Pietro Germi brosse un portrait âprement réaliste et sans concession de ces Siciliens spoliés de tous leurs maigres biens pour entreprendre de leur propre chef ; forcés et contraints par le cours des événements d’abandonner leurs foyers existentiels. L’odyssée est chaotique et son traitement esthétique relève encore du mélodrame néo-réaliste auquel le film appartient de plain-pied. Les intrigues secondaires sont contingentes de la difficile progression des immigrés transplantés sur une terre hostile.
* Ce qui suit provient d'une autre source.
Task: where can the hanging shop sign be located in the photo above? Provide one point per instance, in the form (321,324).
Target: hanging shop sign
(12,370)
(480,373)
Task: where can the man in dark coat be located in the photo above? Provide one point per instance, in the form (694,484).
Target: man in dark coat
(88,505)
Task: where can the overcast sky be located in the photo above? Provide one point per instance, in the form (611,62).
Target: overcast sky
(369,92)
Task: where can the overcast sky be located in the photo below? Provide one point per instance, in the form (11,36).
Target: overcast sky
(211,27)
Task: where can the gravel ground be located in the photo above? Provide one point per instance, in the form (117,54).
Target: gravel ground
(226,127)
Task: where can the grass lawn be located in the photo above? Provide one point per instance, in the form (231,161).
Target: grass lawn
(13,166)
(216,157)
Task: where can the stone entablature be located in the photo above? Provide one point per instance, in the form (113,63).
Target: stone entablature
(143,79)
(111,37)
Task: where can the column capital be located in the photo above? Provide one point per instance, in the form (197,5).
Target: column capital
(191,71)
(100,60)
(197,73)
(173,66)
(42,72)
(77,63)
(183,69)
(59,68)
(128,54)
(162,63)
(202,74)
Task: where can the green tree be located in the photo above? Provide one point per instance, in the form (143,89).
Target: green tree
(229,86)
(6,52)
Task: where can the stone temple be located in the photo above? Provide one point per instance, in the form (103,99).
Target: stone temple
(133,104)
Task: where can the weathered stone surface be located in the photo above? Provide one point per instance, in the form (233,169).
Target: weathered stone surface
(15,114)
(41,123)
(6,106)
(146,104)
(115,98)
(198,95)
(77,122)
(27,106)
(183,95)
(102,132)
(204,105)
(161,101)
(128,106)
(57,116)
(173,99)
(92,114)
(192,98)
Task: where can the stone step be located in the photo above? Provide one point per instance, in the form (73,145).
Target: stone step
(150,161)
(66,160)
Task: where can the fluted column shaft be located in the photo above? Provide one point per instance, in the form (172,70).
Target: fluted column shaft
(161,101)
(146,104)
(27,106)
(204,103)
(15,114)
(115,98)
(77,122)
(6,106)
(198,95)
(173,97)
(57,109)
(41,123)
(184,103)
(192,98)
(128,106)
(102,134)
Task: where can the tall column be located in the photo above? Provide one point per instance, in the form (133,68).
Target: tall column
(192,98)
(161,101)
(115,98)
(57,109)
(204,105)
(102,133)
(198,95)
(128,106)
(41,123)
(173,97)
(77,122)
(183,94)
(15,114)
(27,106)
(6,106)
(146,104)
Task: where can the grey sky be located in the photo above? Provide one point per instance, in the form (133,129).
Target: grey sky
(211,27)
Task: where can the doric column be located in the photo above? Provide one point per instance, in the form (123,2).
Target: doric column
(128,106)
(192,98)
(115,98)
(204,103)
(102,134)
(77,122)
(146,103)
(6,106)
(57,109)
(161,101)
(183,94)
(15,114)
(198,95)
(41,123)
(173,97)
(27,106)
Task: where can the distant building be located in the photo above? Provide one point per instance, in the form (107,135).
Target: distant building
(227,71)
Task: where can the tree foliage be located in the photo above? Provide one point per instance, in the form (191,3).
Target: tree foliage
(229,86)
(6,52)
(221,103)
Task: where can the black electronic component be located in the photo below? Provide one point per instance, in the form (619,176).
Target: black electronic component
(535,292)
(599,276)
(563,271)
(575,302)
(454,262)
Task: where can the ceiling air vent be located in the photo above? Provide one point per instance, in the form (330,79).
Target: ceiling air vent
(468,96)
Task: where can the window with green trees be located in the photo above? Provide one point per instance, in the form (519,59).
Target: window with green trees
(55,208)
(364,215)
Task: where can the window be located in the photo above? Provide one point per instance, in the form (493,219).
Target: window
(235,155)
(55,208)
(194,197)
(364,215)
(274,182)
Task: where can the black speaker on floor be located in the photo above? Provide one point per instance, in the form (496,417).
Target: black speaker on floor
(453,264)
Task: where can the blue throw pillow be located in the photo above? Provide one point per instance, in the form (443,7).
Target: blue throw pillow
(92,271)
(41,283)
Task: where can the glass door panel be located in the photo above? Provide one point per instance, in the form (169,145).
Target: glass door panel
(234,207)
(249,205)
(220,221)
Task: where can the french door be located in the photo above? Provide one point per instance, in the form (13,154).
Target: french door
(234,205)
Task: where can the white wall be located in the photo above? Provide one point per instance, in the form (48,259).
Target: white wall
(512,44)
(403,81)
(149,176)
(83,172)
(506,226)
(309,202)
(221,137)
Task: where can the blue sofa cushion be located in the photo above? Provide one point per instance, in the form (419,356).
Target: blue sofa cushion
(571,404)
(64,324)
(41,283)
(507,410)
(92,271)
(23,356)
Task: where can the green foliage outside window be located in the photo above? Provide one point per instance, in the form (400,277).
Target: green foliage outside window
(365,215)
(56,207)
Le réalisateur de Divorce à l’italienne aborde cet épisode de l’exode avec toute l’humanité requise ; sensible au sort incertain réservé à ces défavorisés en marche et le jeu sobre de Raf Vallone dans un rôle de père attentionné à sa jeune progéniture, fédérateur du groupe d’expatriés, fait mouche en pendant à son alter ego Henry Fonda dans le film de John Ford (les raisins de la colère) réalisé dix ans auparavant.
Pietro Germi filme ces femmes siciliennes tout de noir vêtues, contrastant avec la blancheur du paysage aride et brûlé par le soleil, statufiées dans un silence marmoréen à l’occasion d’une grève sur le tas en solidarité avec leurs mineurs de maris coincés dans la mine promise à la faillite.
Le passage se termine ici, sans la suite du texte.